This week we have been talking about how Procurement is in vogue but that the only reason it is in vogue is because organizations need cost reductions and/or greater profit, and Procurement is currently seen as the ultimate path to profit. But we’ve also been talking about the fact that even though Procurement technology providers, GPOs, and consultancies — particularly those consultancies with a track record — are getting a lot of interest, and in the cases of some technology players in particular, a lot of money since their customers are buying a lot of solutions, butt this alone isn’t enabling savings, or at least the savings the organizations should be seeing.
And the reason is that technology, GPOs, and consultancies don’t capture the flag. Particularly when the technology has no constraints on data, the GPOs don’t even give you any data (assistance) beyond what you can buy off of the master contract, and consultancies only cleanse and categorize enough data to find enough savings opportunities to justify their worth — and a continual retainer.
But, as we explained in our last post, dirty data is costing you big $$$. For any organization over 10M in revenue, it is literally costing that organization Millions. For any organization over 10B in revenue, it is likely costing that organization Billions. You read that right! Billions! When you add up the cost of maintaining that data, the cost of trying to integrate, cleanse, and categorize that data, and the lost Sourcing and Procurement opportunities, it will literally exceed One Billion Dollars in an organization that doesn’t have it’s data under control. And that cost will be paid year after year after year. (In fact, dirty data probably costs governments more than terrorist groups demanding multi-Million dollar payouts. Even Dr. Evil’s One Billion demand is cheap in comparison.)
Some studies have found that persisting and maintaining a single data record in some organizations can cost up to 4 dollars a year!

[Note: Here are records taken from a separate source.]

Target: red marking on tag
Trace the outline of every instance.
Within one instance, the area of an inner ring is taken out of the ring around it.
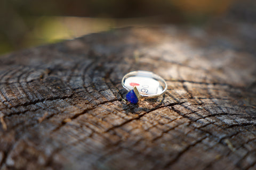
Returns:
[[[130,83],[130,86],[132,86],[132,87],[134,87],[134,86],[140,86],[140,84],[138,84],[138,83]]]

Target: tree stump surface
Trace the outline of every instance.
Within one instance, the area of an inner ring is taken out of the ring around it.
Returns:
[[[2,56],[1,169],[255,169],[255,30],[128,28]],[[167,92],[130,104],[134,70]]]

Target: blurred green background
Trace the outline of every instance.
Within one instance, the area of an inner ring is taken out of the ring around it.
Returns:
[[[1,0],[0,54],[124,27],[203,25],[237,1]]]

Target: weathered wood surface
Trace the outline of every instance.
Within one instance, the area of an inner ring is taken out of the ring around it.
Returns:
[[[1,169],[255,169],[255,30],[131,28],[2,57]],[[138,70],[167,92],[123,100]]]

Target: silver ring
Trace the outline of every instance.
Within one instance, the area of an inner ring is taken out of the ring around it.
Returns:
[[[122,86],[129,91],[126,95],[126,99],[131,103],[138,101],[136,103],[137,100],[131,100],[129,98],[131,96],[132,98],[137,97],[138,101],[141,97],[158,97],[167,90],[166,82],[162,78],[146,71],[134,71],[125,74],[122,80]]]

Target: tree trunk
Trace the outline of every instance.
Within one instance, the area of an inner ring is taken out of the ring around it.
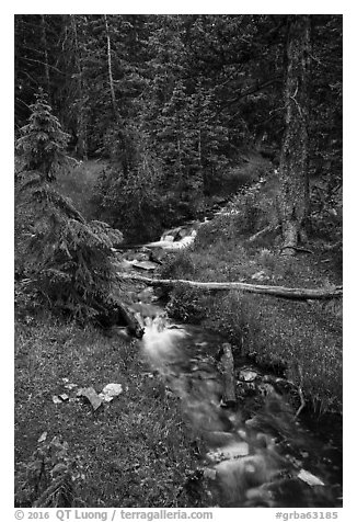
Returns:
[[[289,15],[285,87],[286,128],[280,155],[279,217],[283,251],[293,254],[307,238],[309,213],[308,123],[310,15]]]
[[[71,26],[74,39],[74,61],[78,75],[78,107],[77,107],[77,155],[87,160],[88,159],[88,146],[87,146],[87,124],[85,124],[85,99],[83,87],[83,71],[81,65],[81,52],[78,42],[77,20],[76,14],[70,14]]]
[[[110,26],[108,26],[108,23],[107,23],[106,14],[104,14],[104,23],[105,23],[105,35],[106,35],[107,73],[108,73],[108,80],[110,80],[113,114],[114,114],[114,117],[116,120],[116,116],[117,116],[117,114],[116,114],[116,99],[115,99],[113,70],[112,70],[112,43],[111,43]]]
[[[342,297],[343,287],[335,286],[332,288],[288,288],[286,286],[270,286],[258,285],[240,282],[216,283],[216,282],[200,282],[188,280],[153,280],[143,275],[117,273],[120,279],[140,281],[151,286],[175,286],[185,285],[193,288],[200,288],[204,291],[231,291],[250,292],[252,294],[270,295],[274,297],[281,297],[285,299],[307,300],[307,299],[334,299]]]
[[[44,64],[45,64],[45,78],[46,78],[46,90],[48,94],[48,100],[50,102],[50,82],[49,82],[49,65],[48,65],[48,50],[47,50],[47,36],[46,36],[46,20],[45,14],[41,15],[41,32],[42,32],[42,43],[44,47]]]

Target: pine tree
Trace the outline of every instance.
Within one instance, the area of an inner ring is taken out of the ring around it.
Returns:
[[[18,139],[16,150],[24,159],[24,170],[36,170],[44,180],[53,181],[66,159],[69,136],[53,114],[43,89],[38,90],[36,102],[30,109],[30,122],[21,128],[22,136]]]
[[[105,223],[88,223],[56,191],[53,180],[66,135],[43,92],[20,141],[27,170],[15,188],[16,214],[25,216],[18,273],[27,279],[27,290],[39,306],[81,321],[105,314],[116,281],[112,248],[123,235]]]

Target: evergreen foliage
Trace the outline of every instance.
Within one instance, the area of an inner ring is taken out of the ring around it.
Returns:
[[[58,118],[51,113],[48,97],[38,90],[36,102],[30,106],[30,122],[21,128],[16,151],[24,159],[24,170],[37,170],[53,181],[62,166],[68,134],[64,133]]]
[[[108,306],[115,280],[112,248],[119,230],[88,223],[51,181],[65,155],[66,134],[43,92],[22,129],[24,169],[16,183],[16,273],[37,304],[81,321]],[[35,299],[35,300],[36,300]]]
[[[32,208],[23,242],[21,275],[42,304],[81,321],[103,314],[115,281],[112,248],[119,230],[102,222],[85,222],[37,172],[18,189],[19,211]],[[18,263],[19,264],[19,263]]]

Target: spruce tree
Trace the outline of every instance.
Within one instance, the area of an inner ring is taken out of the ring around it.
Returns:
[[[25,169],[16,182],[16,214],[23,216],[18,243],[18,274],[41,307],[66,313],[82,322],[112,307],[116,281],[112,248],[119,230],[87,222],[53,180],[64,156],[66,134],[43,92],[22,128],[18,150]],[[20,266],[19,266],[20,265]]]
[[[32,114],[28,124],[20,130],[16,150],[24,159],[24,170],[36,170],[45,180],[53,181],[66,159],[69,135],[61,129],[43,89],[30,109]]]

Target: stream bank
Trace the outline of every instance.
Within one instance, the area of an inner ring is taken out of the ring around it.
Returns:
[[[183,237],[178,229],[166,232],[146,248],[165,250],[168,243],[195,237],[195,230]],[[156,269],[147,250],[127,251],[125,258],[122,269]],[[193,504],[205,498],[205,506],[220,507],[341,506],[341,441],[337,433],[323,438],[316,427],[309,430],[308,413],[295,418],[290,397],[295,394],[299,405],[297,387],[235,354],[237,404],[227,408],[218,363],[227,338],[199,325],[172,322],[153,288],[141,286],[137,298],[135,294],[131,310],[146,328],[142,355],[169,392],[180,397],[187,422],[207,446],[187,484]]]

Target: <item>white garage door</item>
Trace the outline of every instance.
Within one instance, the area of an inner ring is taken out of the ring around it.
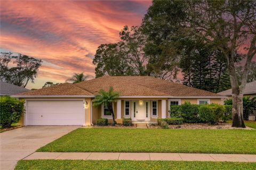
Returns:
[[[83,100],[27,101],[26,125],[83,125]]]

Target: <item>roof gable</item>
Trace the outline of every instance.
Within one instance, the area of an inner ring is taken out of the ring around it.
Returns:
[[[49,87],[25,92],[18,96],[92,96],[93,94],[74,84],[65,83]]]

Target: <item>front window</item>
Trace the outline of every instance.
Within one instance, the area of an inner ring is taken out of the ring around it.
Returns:
[[[125,101],[124,106],[124,114],[126,116],[128,116],[130,115],[130,101]]]
[[[104,116],[109,116],[111,115],[111,112],[108,110],[108,107],[107,105],[104,105]]]
[[[179,105],[179,101],[171,101],[171,106]]]
[[[157,115],[157,104],[156,101],[152,101],[152,115],[153,116]]]

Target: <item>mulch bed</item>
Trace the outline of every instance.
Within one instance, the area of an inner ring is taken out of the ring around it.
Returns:
[[[116,124],[115,126],[113,126],[111,124],[109,124],[107,125],[106,126],[98,126],[97,124],[94,124],[93,126],[92,126],[92,128],[136,128],[136,126],[135,124],[133,124],[132,126],[124,126],[123,124]]]
[[[252,130],[252,128],[233,128],[229,123],[220,123],[217,125],[212,125],[207,123],[183,123],[181,125],[170,125],[169,128],[172,129],[246,129]],[[157,124],[149,124],[150,129],[162,129],[161,126]]]
[[[15,129],[18,129],[18,128],[22,128],[23,126],[15,126],[15,127],[11,127],[11,128],[8,128],[1,129],[0,130],[0,133],[4,132],[5,132],[5,131],[10,131],[10,130]]]

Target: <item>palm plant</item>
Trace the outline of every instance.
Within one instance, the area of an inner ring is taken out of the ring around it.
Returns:
[[[66,81],[66,82],[71,82],[73,83],[77,83],[86,80],[90,76],[89,75],[85,75],[84,73],[74,73],[73,76],[68,79]]]
[[[94,99],[92,100],[93,106],[99,106],[103,104],[107,107],[108,111],[110,112],[112,115],[113,125],[115,125],[116,124],[115,115],[114,114],[113,103],[118,97],[119,93],[114,91],[113,88],[110,87],[108,91],[101,89],[99,91],[99,94],[96,95]]]

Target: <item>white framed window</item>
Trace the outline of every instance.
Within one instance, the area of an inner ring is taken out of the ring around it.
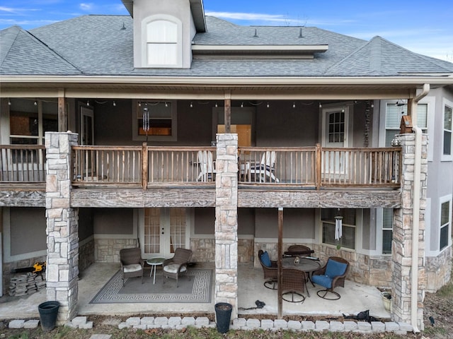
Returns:
[[[176,141],[176,101],[139,100],[132,105],[133,140]]]
[[[335,217],[341,216],[342,234],[339,239],[336,239]],[[321,211],[322,225],[322,243],[342,248],[356,249],[357,210],[355,209],[323,208]]]
[[[423,133],[428,133],[428,103],[419,103],[417,105],[417,126]],[[401,117],[408,114],[408,105],[396,102],[387,102],[385,117],[385,147],[391,145],[395,135],[400,133]]]
[[[453,102],[444,100],[443,103],[443,124],[442,124],[442,160],[452,160],[453,152],[452,144],[453,143],[453,130],[452,126],[452,113],[453,112]]]
[[[142,23],[144,67],[182,67],[182,23],[171,16],[152,16]]]
[[[452,196],[440,199],[440,222],[439,225],[439,249],[448,247],[451,244],[450,230],[452,228]]]

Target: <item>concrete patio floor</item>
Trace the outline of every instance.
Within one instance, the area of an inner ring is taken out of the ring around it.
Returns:
[[[196,268],[214,269],[213,263],[198,263]],[[214,282],[212,282],[212,297],[210,303],[130,303],[130,304],[90,304],[90,301],[118,270],[119,264],[96,263],[91,265],[80,275],[79,280],[78,315],[105,314],[128,316],[138,314],[200,314],[214,312]],[[158,270],[159,274],[159,270]],[[145,278],[151,279],[148,275]],[[213,279],[214,277],[213,277]],[[238,307],[239,316],[247,318],[247,314],[270,314],[277,316],[277,291],[263,286],[263,275],[261,268],[253,268],[251,263],[239,266]],[[309,283],[310,297],[303,303],[289,303],[283,301],[283,316],[301,315],[340,316],[355,315],[362,311],[369,310],[369,315],[377,318],[390,319],[390,314],[385,310],[380,292],[376,287],[366,286],[347,280],[345,288],[337,287],[336,291],[341,295],[336,301],[324,300],[316,295],[321,290]],[[255,302],[260,300],[265,304],[262,309],[244,310],[255,307]],[[0,319],[39,318],[38,306],[46,301],[46,291],[40,291],[29,296],[0,297]]]

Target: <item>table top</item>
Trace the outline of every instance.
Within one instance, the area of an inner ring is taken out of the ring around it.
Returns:
[[[283,267],[286,268],[295,268],[304,272],[313,272],[321,268],[319,261],[306,258],[301,258],[299,263],[294,263],[294,258],[283,258]]]
[[[165,258],[162,258],[161,256],[156,256],[156,258],[151,258],[149,259],[147,259],[147,263],[148,265],[162,265],[164,263],[164,261]]]

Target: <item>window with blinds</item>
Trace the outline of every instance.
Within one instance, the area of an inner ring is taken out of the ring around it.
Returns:
[[[385,117],[386,147],[390,147],[395,135],[399,134],[401,117],[407,114],[407,104],[397,105],[396,103],[387,103]],[[418,104],[417,106],[417,126],[423,133],[428,133],[428,104]]]
[[[323,225],[323,244],[338,246],[346,249],[355,249],[355,224],[356,210],[335,208],[321,210],[321,222]],[[335,217],[343,217],[343,233],[340,239],[335,239]]]
[[[391,240],[393,239],[394,210],[382,209],[382,254],[391,254]]]

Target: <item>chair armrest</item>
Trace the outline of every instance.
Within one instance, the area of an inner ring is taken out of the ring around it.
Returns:
[[[326,266],[319,268],[319,270],[314,270],[311,275],[324,275],[326,274]]]

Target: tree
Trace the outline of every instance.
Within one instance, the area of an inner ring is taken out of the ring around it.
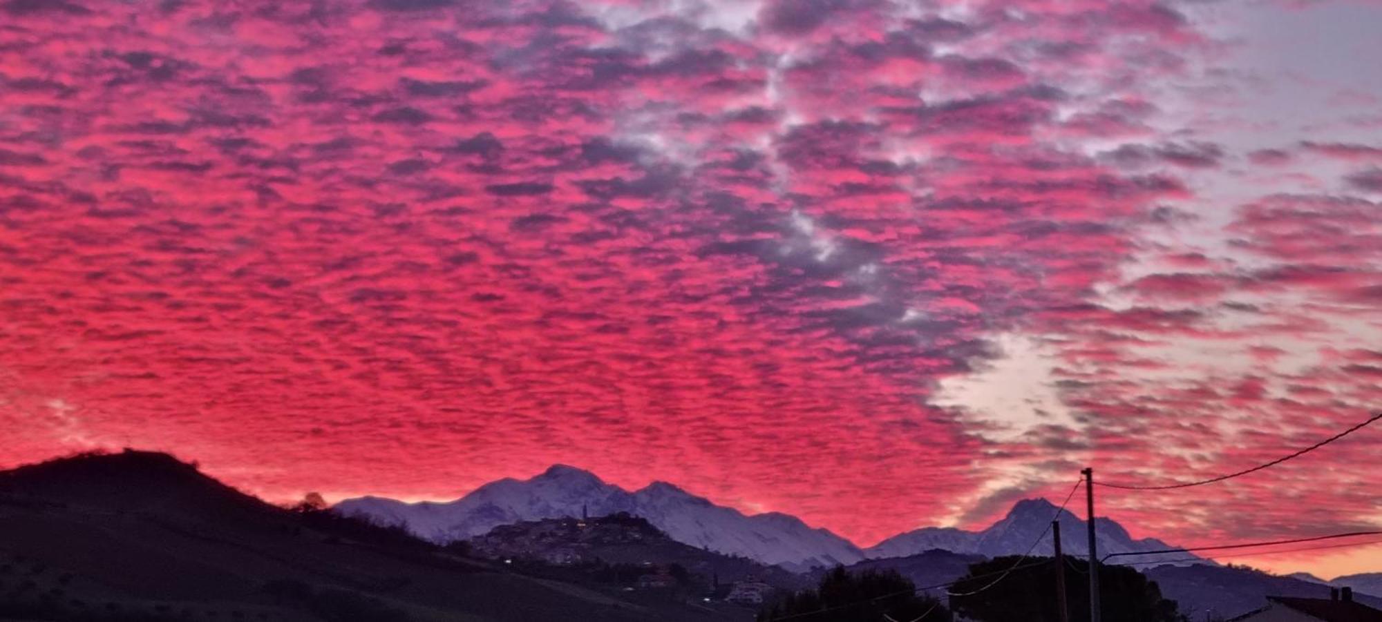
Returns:
[[[972,564],[969,574],[949,587],[952,594],[978,590],[1007,568],[1019,568],[977,594],[951,596],[951,607],[980,622],[1057,622],[1056,560],[1019,561],[1020,557],[998,557]],[[1089,590],[1085,587],[1089,564],[1067,556],[1059,571],[1066,574],[1070,622],[1089,622]],[[1099,594],[1103,619],[1110,622],[1186,622],[1176,601],[1164,599],[1154,581],[1128,567],[1099,564]]]
[[[824,611],[822,611],[824,610]],[[759,612],[760,622],[793,616],[793,622],[951,622],[938,600],[919,596],[916,586],[897,571],[850,574],[843,567],[825,574],[811,590],[788,594]]]

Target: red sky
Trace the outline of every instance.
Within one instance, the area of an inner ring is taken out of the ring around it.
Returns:
[[[561,462],[871,545],[1263,462],[1382,404],[1370,18],[8,0],[0,466],[449,499]],[[1101,509],[1375,527],[1379,448]],[[1339,560],[1288,565],[1382,569]]]

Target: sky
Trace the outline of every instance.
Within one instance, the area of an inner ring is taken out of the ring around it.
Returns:
[[[4,0],[0,466],[553,463],[862,546],[1382,408],[1382,3]],[[1382,430],[1100,492],[1382,528]],[[1323,576],[1382,546],[1236,558]]]

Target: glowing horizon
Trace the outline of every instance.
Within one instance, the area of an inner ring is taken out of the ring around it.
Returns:
[[[0,15],[0,467],[445,499],[569,463],[876,542],[1382,408],[1376,3]],[[1379,448],[1099,514],[1375,528]]]

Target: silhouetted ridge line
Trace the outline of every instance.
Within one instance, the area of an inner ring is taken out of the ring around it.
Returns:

Now consider the fact that many Global 3,000s have 50K, 60K, and even 100K supplier records, many of which are duplicated, each of which have dozens to tens of thousands of associated contracts, purchase orders, invoices, payments, disputes, etc. Consider how many of those are duplicated, incomplete, unnecessary (as good data can prevent disputes), etc. and how much of that cost is purely unnecessary.
Consider the cost of integration and categorization across the dozens of disparate (ERP, MRP, Accounting, S2P, etc.) systems the organization has and how much it costs to even do a basic global spend report, yet alone a complete analysis.
Now consider how much is being lost on every purchase. Without good data all of the following will happen:
- on-contract / preferred products and services will not be found / purchased
- unnecessary RFXs will go out (instead of purchasing standardized services / product customization projects off of approved suppliers through standard forms)
- opportunities for product / category consolidation will not be noticed
- organizational users will bend, if not break, the T&E policies (and some organizations have found that up to 2/3s of users will do this) … and this can be anything from staying at non-preferred hotels (where there are master service agreement rates) when there is an option to filing kennel receipts as hotel expenses
- regular MRO buys that can be automated will not be noticed, and buyer time will be wasted
- true market cost will be unknown and when there is no contact / preferred option, chances are a higher price option will be bought on spot-buy
- fraudulent invoices will slip through the cracks, especially for services, as AP is used to not being able to process and match all invoices
- etc.
And that’s why you need to get your data under control, and capture the flag sooner rather than later.